Nous pouvons tous convenir que l'Etat islamique (ou ISL) est une organisation épouvantable qui a commis de graves crimes en Irak, des crimes qui vont bien au-delà de la décapitation de journalistes américains pour inclure des exécutions massives de civils. Le problème est que, comme cela arrive toujours dans ces cas-là, , il existe une certaine « indignation sélective », une sorte d’« amnésie volontaire » à l’égard de notre propre rôle dans de telles questions.
Permettez-moi de laisser de côté l'histoire ancienne comme celle du Vietnam et, en regardant simplement l'Irak, de nous rappeler que les États-Unis ont soutenu Saddam Hussein pendant une longue période, y compris sa guerre contre l'Iran qui a duré neuf ans, au cours de laquelle il a utilisé des gaz toxiques contre l'Iran. Iraniens sans aucun commentaire de la Maison Blanche. Ou encore, après la première guerre du Golfe, lorsque Saddam avait accepté les conditions de la reddition et retirait ses troupes du Koweït, nos avions ont mitraillé les troupes en retraite qui, selon toute définition possible des conditions de la reddition, auraient dû avoir un passage sûr.
Ensuite, les États-Unis ont encouragé un soulèvement parmi les Irakiens contre Saddam, mais n'ont fourni aucun soutien et sont restés les bras croisés lorsque Saddam les a massacrés par milliers. Ou peut-être pour se souvenir des pertes massives de vies civiles en Irak après notre invasion sans gloire « Choc et crainte ». Ou les chambres de torture que nous avons installées, dont les photographies ont horrifié le monde.
Tous les péchés de l’Amérique, pris ensemble, ne justifient pas la décapitation d’un seul journaliste – mais la mémoire peut nous aider à comprendre les racines de cette horreur..
Le discours d’Obama ce soir a fait tout son possible pour réprimander la Russie, au moment précis où nous avons besoin de l’aide de la Russie (et de l’Iran) pour faire face à l’EI. Il a attisé les vieux feux de la guerre froide en faisant référence aux troubles de l’Ukraine – dont les États-Unis sont les principaux responsables. Et le plus tragique de tout,
au lieu d'offrir un certain espoir de mettre fin à l'effusion de sang en Syrie, il va maintenant apporter une aide supplémentaire à l'une des parties à la guerre civile, ce qui la prolongera et l'approfondira.

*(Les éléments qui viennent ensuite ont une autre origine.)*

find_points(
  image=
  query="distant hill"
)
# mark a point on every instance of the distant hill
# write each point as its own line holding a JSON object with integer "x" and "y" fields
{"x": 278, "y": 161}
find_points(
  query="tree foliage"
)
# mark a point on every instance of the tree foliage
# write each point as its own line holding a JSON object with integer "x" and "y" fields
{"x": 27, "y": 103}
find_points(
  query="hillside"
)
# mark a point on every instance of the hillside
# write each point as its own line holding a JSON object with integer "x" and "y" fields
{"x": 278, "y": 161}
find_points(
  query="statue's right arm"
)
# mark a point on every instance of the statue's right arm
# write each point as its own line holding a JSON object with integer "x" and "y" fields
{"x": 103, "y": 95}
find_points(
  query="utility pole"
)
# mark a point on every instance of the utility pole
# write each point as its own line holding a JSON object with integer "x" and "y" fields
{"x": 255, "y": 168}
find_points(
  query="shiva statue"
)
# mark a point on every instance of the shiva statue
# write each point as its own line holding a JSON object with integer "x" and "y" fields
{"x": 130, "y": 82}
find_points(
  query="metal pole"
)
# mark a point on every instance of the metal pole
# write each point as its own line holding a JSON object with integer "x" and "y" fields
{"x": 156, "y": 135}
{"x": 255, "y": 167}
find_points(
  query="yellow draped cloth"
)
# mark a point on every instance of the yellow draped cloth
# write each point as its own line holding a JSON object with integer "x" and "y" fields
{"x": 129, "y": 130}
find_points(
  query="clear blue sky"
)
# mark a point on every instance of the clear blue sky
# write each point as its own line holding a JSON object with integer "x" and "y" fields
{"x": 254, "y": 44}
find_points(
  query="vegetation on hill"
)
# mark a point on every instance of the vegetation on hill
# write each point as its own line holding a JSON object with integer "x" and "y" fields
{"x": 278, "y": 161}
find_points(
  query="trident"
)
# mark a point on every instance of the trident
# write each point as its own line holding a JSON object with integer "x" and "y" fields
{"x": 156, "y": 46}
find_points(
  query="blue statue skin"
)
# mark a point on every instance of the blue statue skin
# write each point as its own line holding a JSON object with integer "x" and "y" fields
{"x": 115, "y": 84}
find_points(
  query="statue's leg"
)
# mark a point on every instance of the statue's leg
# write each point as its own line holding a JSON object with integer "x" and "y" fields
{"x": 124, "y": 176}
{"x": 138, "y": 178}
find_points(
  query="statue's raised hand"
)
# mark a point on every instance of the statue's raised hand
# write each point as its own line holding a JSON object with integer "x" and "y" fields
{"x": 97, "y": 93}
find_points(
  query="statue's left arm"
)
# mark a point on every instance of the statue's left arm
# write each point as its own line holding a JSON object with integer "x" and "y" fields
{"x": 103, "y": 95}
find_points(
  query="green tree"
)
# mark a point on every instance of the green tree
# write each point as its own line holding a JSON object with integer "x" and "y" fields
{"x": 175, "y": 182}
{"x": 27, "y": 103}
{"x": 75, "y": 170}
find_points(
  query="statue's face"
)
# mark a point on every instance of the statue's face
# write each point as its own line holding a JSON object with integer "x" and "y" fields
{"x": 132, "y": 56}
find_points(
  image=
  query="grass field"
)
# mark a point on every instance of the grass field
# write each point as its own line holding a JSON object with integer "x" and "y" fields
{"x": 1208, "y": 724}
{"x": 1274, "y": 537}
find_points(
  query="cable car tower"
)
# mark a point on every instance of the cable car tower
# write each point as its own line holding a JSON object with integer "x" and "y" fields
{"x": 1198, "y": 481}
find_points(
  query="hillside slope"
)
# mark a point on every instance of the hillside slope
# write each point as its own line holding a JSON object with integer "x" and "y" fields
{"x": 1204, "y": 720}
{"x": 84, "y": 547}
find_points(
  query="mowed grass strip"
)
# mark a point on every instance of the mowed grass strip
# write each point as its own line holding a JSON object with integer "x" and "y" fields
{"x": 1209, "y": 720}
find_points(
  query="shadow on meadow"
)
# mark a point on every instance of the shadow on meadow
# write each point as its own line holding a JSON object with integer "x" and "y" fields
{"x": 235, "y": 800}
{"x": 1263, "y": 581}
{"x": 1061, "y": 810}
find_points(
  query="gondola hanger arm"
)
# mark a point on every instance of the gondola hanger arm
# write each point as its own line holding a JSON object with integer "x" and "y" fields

Si l’EI est effectivement l’ennemi, alors, en Syrie, l’allié le plus naturel est Assad, aussi brutale que soit sa dictature. Rappelons-nous que les États-Unis ont déjà compté sur la Syrie, comme allié contre Hussein et comme endroit idéal pour envoyer les suspects que nous voulions torturer de la manière la plus professionnelle possible.
Cela pourrait bien être, pour les Syriens, un choix entre Hitler et Staline, ISIS jouant le rôle d’Hitler.
Les racines de l’EI se trouvent en partie en Syrie, où il est un ennemi acharné d’Assad, et maintenant en grande partie en Irak, où il a lancé un appel à la population sunnite. Les sunnites sont la religion minoritaire, mais sous Saddam Hussein, ils dirigeaient l’Irak. À la suite de l’invasion américaine, les sunnites ont été chassés du pouvoir et le gouvernement a été remis aux chiites (qui entretiennent des liens étroits avec l’Iran). Le gouvernement de Bagdad, parrainé par les États-Unis, a utilisé son pouvoir pour détruire toute vengeance contre les sunnites, les excluant de toute part du pouvoir et, dans bien trop de cas, utilisant le contrôle de l'État pour les assassiner et les emprisonner.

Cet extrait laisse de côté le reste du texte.